Members of Virginia’s congressional delegation have asked the acting director of the Federal Emergency Management Agency to choose Northern Virginia as a mass vaccination site for the COVID-19 vaccine.
Reps. Don Beyer, Gerry Connolly and Jennifer Wexton said in a letter to Acting Administrator Robert Fenton that “Northern Virginia already has the capacity” to administer many more vaccine doses than it has been.
“For example, Arlington County is receiving roughly 2,700 doses per week but has the capacity to do at least 1,000 per day,” they wrote.
The representatives also said the desire to get vaccinated is there, saying that Alexandria, population 160,000, has a vaccine waiting list of 25,000, and Fairfax County’s waiting list is over 100,000.
“Staffing is not the limiting factor, supply is,” the representatives wrote.
Aaron Fritschner, Beyer’s communications director, told WTOP that many other areas of the country have additional logistical problems regarding getting vaccines into people, such as shortages of supplies.
“Here,” he said, “the only problem is that we don’t have enough vaccines.”
“We have the people; we have the interest. There are high school football stadiums, there are places you can do this,” Fritschner added.
At the same time, a group of local leaders has done much the same on the state level.
The Northern Virginia Regional Commission has written to Gov. Ralph Northam, looking for more doses of vaccines, saying that they had already vaccinated 100,000 people in their area and could do much more.
The commission includes the board chairs of Arlington, Fairfax, Loudoun and Prince William counties, as well as the mayors of Alexandria, Fairfax, Falls Church, Manassas, Manassas Park, Dumfries, Herndon, Leesburg, Middleburg and Vienna.
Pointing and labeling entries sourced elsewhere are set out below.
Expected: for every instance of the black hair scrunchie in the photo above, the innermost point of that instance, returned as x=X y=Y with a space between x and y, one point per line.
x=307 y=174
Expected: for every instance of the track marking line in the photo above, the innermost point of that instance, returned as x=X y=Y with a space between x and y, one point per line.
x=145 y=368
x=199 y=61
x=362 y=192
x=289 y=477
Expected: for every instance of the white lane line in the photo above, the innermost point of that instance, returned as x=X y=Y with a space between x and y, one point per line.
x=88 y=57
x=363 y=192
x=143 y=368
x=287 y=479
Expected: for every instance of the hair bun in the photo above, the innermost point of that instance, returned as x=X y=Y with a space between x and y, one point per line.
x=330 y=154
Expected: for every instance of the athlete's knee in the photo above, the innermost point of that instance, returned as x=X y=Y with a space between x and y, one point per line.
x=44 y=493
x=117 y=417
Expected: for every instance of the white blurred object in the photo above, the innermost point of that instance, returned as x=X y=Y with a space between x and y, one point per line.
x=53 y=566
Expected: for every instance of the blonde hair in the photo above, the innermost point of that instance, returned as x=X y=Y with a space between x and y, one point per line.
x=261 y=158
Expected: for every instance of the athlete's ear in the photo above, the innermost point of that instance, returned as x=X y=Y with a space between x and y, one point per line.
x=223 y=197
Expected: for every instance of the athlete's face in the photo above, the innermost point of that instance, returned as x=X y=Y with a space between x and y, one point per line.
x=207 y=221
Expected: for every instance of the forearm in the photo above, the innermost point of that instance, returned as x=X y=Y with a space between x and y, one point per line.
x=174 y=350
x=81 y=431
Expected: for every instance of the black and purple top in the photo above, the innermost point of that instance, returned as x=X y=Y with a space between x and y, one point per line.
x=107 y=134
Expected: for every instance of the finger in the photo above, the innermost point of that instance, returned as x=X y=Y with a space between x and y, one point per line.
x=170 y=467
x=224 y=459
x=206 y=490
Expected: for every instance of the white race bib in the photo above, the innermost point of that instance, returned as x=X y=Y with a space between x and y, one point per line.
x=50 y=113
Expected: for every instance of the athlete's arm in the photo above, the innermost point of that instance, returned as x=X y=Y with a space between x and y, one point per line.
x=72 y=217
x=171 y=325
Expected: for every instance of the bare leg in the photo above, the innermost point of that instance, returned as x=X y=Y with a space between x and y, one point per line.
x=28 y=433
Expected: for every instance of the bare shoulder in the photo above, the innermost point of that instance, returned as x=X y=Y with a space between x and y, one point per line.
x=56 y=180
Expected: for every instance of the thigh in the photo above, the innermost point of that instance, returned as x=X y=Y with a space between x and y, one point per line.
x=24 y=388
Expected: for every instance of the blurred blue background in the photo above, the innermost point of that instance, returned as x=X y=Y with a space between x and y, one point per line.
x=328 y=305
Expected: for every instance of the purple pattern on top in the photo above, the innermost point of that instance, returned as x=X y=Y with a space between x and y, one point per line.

The letter, emailed to Northam on Sunday and posted to Facebook on Tuesday, said, “We need a streamlined process to release doses directly to NOVA, provide the ability to detail who has doses and finally allow our region priority as we are ready and able to vaccinate significant numbers now. Simply put, the problem is a sufficient, predictable and equitable supply of vaccine.”
By the end of last week, they said, about 100,000 people in the region had been vaccinated in total, and they claimed that they could do that every week.
Alena Yarmosky, Northam’s spokeswoman, said in a statement: “The Governor shares the frustration in Northern Virginia — and across the commonwealth — that the national vaccine supply is currently so limited.”
She said 100,000 doses is roughly the number of doses the entire commonwealth gets in a week, and it’s about a third of what Virginia’s local health departments put in for.
“The governor is working closely with President Biden and his team as they ramp up production,” the statement reads, “now that we have a partner in Washington, we’re hopeful that supply will increase in the coming weeks.”
She added that Virginia has given out nearly 7,000 doses per 100,000 people, better than 24 states, including neighboring Maryland, Tennessee and North Carolina. She also said Northam would address the issue of vaccine distribution in a news conference Wednesday.
Fritschner, from Beyer’s office, said of the letter, “We are all trying to do the same thing, which is to increase the vaccine supply in Northern Virginia.”
WTOP’s Megan Cloherty contributed to this report.